Flash forward to 2010. BearingPoint is out of business, and it’s being sold off in parts to rivals Deloitte and PricewaterhouseCoopers. Now, as Bloomberg reports, BearingPoint’s liquidation trustee wants the money back.
The trustee, John DeGroote Services LLC, wants Yale to return $2.1 million it received in 2008 and 2009 as part of an education collaboration agreement, as well as $6 million the university got in 2007 and 2008 as part of a commitment agreement, under which BearingPoint was to give $30 million over seven years in exchange for “naming opportunities,” according to a March 12 filing in U.S. Bankruptcy Court in New York.

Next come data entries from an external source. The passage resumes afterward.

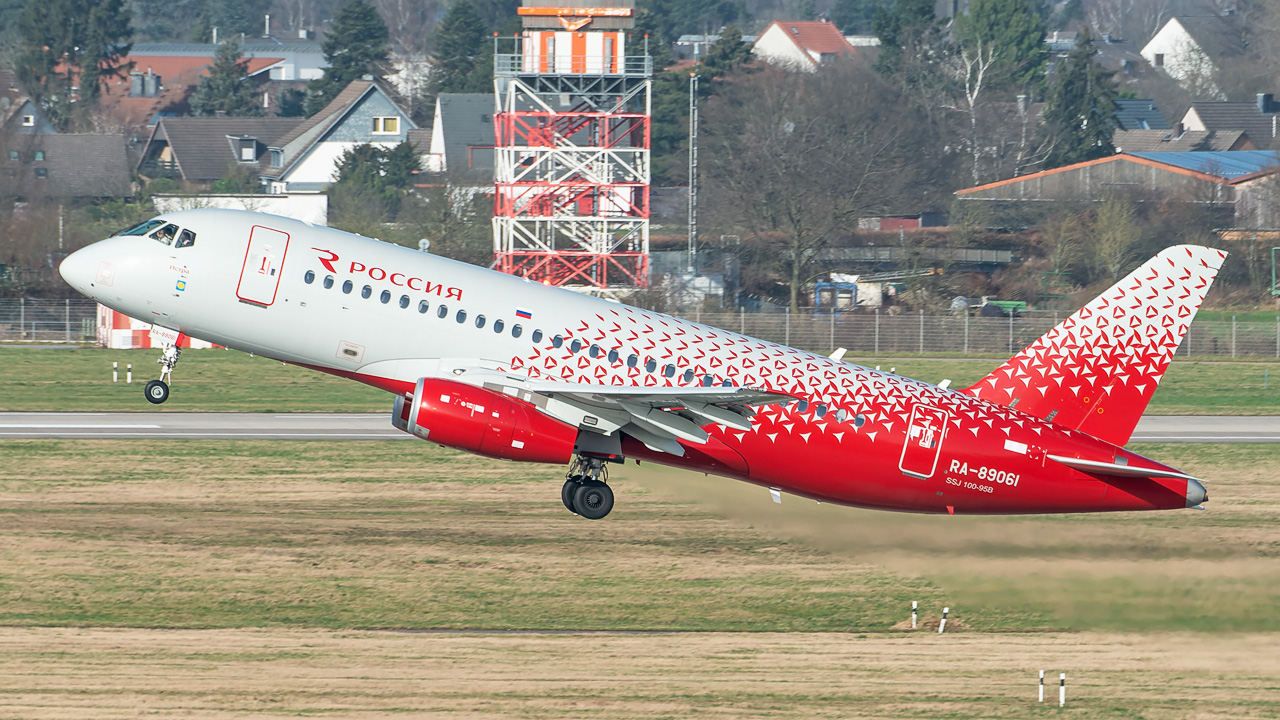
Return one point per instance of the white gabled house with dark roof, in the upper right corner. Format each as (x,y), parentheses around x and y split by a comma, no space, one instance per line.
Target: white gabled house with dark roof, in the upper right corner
(1190,51)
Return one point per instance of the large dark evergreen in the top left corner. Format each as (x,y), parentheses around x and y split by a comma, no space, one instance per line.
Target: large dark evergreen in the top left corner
(70,44)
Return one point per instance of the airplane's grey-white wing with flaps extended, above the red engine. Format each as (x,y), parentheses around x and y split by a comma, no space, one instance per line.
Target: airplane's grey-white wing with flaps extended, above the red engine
(659,417)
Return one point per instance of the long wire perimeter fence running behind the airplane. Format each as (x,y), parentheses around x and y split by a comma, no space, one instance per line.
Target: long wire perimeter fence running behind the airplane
(862,334)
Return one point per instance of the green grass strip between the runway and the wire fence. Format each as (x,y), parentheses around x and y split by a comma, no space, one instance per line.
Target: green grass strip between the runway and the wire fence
(80,380)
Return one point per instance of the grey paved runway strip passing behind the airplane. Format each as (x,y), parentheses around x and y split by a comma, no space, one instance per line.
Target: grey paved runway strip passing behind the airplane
(377,426)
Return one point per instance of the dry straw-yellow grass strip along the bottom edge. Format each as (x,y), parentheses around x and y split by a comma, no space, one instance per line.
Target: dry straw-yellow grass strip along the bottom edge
(211,675)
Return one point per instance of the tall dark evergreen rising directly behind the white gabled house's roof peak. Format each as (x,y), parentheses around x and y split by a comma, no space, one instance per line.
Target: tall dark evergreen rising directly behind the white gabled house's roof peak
(356,47)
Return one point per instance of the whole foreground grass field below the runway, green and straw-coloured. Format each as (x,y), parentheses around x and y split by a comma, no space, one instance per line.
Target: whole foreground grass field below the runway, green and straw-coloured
(217,580)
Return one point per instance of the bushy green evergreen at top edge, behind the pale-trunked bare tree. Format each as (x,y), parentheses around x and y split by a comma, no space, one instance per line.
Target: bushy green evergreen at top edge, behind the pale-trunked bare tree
(1016,29)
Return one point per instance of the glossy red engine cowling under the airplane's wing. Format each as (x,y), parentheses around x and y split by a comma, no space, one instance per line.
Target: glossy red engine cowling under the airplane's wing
(483,422)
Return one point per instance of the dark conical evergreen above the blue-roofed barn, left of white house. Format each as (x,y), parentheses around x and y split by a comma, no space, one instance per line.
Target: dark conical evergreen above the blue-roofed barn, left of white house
(1081,113)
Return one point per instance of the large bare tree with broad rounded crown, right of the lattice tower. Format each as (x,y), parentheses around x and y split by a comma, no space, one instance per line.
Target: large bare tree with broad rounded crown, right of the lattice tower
(793,161)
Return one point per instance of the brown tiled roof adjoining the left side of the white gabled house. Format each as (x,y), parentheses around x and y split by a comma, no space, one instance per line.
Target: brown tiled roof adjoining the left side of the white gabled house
(202,148)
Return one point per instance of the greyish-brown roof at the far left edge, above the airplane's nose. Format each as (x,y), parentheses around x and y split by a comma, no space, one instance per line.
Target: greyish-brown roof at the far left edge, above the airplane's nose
(76,166)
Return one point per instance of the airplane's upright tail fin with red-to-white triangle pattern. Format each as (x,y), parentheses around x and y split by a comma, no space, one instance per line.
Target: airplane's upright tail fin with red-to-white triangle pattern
(1098,371)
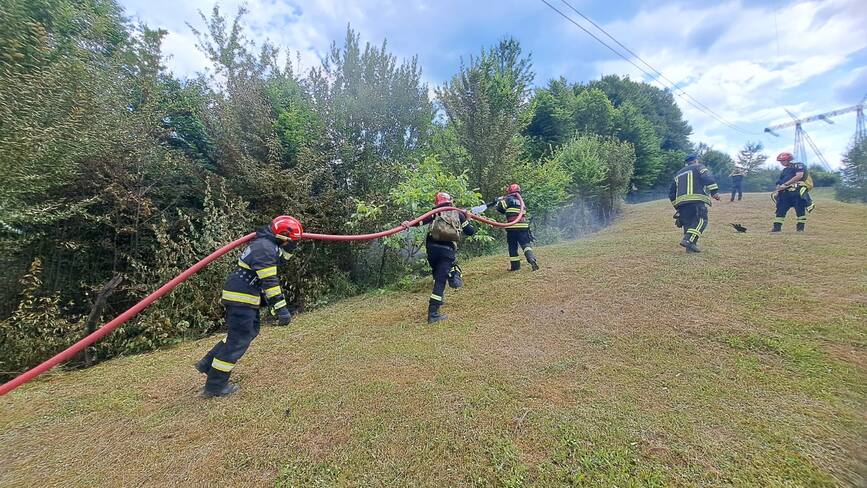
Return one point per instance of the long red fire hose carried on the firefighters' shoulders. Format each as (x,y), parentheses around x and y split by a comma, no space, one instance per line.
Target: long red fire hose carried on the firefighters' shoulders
(107,328)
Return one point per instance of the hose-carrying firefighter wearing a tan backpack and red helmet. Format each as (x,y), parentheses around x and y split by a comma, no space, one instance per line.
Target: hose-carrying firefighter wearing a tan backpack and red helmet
(442,257)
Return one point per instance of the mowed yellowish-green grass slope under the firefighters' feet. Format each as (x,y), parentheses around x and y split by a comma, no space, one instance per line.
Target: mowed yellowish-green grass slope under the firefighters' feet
(623,362)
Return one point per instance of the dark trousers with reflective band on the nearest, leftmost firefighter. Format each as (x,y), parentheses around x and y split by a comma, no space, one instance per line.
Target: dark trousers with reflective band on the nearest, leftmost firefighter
(243,325)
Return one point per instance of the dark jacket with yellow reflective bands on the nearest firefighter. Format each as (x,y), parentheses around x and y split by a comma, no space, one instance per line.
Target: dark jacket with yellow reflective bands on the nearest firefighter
(254,281)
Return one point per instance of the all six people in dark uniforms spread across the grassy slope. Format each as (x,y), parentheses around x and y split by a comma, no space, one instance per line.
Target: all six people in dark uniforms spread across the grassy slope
(254,281)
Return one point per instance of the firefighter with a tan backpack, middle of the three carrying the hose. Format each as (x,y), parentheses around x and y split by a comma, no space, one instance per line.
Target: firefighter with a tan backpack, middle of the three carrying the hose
(441,245)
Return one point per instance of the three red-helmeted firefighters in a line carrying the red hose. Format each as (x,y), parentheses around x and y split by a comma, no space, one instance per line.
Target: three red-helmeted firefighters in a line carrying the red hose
(254,281)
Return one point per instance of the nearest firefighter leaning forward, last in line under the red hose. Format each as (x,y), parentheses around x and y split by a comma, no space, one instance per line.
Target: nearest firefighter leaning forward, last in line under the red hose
(253,282)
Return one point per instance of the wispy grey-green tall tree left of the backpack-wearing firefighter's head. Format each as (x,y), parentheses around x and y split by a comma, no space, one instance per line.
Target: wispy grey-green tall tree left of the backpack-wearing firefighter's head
(376,113)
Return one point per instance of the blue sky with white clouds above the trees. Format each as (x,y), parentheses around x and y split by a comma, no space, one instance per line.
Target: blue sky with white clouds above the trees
(746,60)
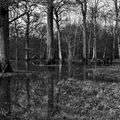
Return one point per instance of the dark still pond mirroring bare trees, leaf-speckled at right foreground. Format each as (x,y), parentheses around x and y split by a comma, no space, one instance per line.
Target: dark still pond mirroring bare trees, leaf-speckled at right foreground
(69,92)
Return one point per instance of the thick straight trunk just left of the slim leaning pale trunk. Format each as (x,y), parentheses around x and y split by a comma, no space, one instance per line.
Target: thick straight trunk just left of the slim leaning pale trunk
(49,41)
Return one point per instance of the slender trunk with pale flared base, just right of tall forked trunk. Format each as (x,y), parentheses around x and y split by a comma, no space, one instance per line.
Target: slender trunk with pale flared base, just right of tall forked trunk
(94,41)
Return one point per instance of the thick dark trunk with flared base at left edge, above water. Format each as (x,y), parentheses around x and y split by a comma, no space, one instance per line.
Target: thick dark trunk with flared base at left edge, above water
(4,40)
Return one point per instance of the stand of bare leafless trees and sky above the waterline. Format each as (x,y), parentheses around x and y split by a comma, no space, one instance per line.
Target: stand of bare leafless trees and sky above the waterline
(57,31)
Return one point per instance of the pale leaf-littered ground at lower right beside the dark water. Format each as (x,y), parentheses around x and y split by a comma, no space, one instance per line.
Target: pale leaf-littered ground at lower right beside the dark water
(97,99)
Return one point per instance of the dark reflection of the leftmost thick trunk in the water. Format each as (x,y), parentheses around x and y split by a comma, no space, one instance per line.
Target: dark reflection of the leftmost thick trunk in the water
(5,107)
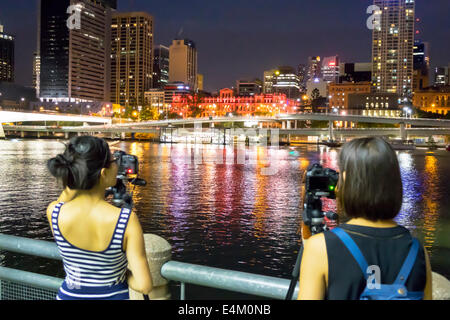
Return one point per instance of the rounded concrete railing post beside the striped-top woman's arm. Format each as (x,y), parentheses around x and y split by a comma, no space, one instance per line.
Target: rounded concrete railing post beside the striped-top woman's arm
(158,251)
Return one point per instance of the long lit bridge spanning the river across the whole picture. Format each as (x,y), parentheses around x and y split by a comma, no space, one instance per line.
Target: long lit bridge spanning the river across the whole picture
(420,127)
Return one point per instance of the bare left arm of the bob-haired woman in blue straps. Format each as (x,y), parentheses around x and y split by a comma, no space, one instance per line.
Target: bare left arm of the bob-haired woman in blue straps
(314,269)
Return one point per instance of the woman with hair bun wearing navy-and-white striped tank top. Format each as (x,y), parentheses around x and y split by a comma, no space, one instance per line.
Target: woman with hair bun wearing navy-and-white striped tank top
(102,246)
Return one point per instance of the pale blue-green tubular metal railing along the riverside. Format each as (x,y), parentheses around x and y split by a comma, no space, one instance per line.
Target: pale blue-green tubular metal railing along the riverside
(22,285)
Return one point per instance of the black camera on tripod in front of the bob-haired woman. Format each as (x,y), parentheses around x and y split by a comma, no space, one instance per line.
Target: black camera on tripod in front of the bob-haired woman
(320,182)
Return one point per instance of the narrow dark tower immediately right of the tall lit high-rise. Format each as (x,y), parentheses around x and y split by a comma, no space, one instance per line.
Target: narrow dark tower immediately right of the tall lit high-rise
(421,65)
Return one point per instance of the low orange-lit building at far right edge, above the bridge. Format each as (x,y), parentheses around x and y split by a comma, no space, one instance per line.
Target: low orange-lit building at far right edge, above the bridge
(433,99)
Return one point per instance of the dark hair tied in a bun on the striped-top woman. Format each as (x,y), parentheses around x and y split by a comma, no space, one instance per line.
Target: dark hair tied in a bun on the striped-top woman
(80,165)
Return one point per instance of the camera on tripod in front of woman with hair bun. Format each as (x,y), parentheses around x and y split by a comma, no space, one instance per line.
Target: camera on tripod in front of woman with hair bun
(128,166)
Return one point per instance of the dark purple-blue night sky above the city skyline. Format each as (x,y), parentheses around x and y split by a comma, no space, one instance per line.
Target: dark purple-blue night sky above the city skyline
(239,39)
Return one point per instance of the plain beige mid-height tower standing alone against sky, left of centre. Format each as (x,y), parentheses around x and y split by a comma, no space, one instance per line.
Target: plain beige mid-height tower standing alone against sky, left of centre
(183,62)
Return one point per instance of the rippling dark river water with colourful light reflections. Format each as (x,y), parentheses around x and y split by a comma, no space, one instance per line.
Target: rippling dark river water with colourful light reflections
(226,213)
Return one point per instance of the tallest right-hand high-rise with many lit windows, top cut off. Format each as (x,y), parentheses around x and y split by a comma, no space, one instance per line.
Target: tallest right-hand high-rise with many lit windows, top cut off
(392,46)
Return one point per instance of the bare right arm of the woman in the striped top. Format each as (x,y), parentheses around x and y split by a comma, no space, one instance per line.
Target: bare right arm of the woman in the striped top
(139,278)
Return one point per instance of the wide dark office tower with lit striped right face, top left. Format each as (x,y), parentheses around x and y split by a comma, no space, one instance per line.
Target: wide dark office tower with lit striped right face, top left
(74,58)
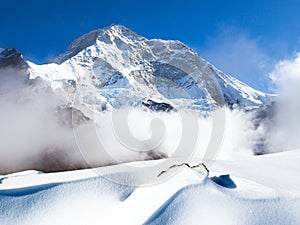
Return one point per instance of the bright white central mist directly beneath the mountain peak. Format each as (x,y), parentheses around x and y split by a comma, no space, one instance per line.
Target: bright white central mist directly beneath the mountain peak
(153,135)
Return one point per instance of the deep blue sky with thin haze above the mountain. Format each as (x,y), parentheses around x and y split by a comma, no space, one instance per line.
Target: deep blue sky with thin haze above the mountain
(242,38)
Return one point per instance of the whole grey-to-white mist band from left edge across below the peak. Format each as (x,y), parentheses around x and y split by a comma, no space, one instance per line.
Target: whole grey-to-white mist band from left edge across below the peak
(35,134)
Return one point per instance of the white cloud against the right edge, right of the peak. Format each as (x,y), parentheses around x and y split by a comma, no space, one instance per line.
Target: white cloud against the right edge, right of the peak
(285,131)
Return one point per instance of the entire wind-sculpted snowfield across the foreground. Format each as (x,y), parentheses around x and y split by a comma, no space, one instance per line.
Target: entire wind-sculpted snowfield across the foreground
(263,190)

But Yale is having none of it “Yale believes that the complaint is not meritorious and intends to oppose the trustee’s efforts to undo BearingPoint’s performance of its commitments to Yale,” the university said in an e-mailed statement.
The trustee maintains that BearingPoint derived “no benefit to its business or assets” from the agreements, but Yale says it held up its end of the bargain, adding that the BearingPoint payments stopped after the company filed for bankruptcy protection.
The demand for the cash comes at a tough time for Yale, whose endowment dropped nearly 24% during the economic meltdown last year. The university now plans a series of painful cutbacks—including layoffs, a salary freeze, even turning down the thermostats—to close a $150 million budget gap.
There’s no telling how far they’ll have to turn down the thermostats if the bankruptcy trustee wins this fight.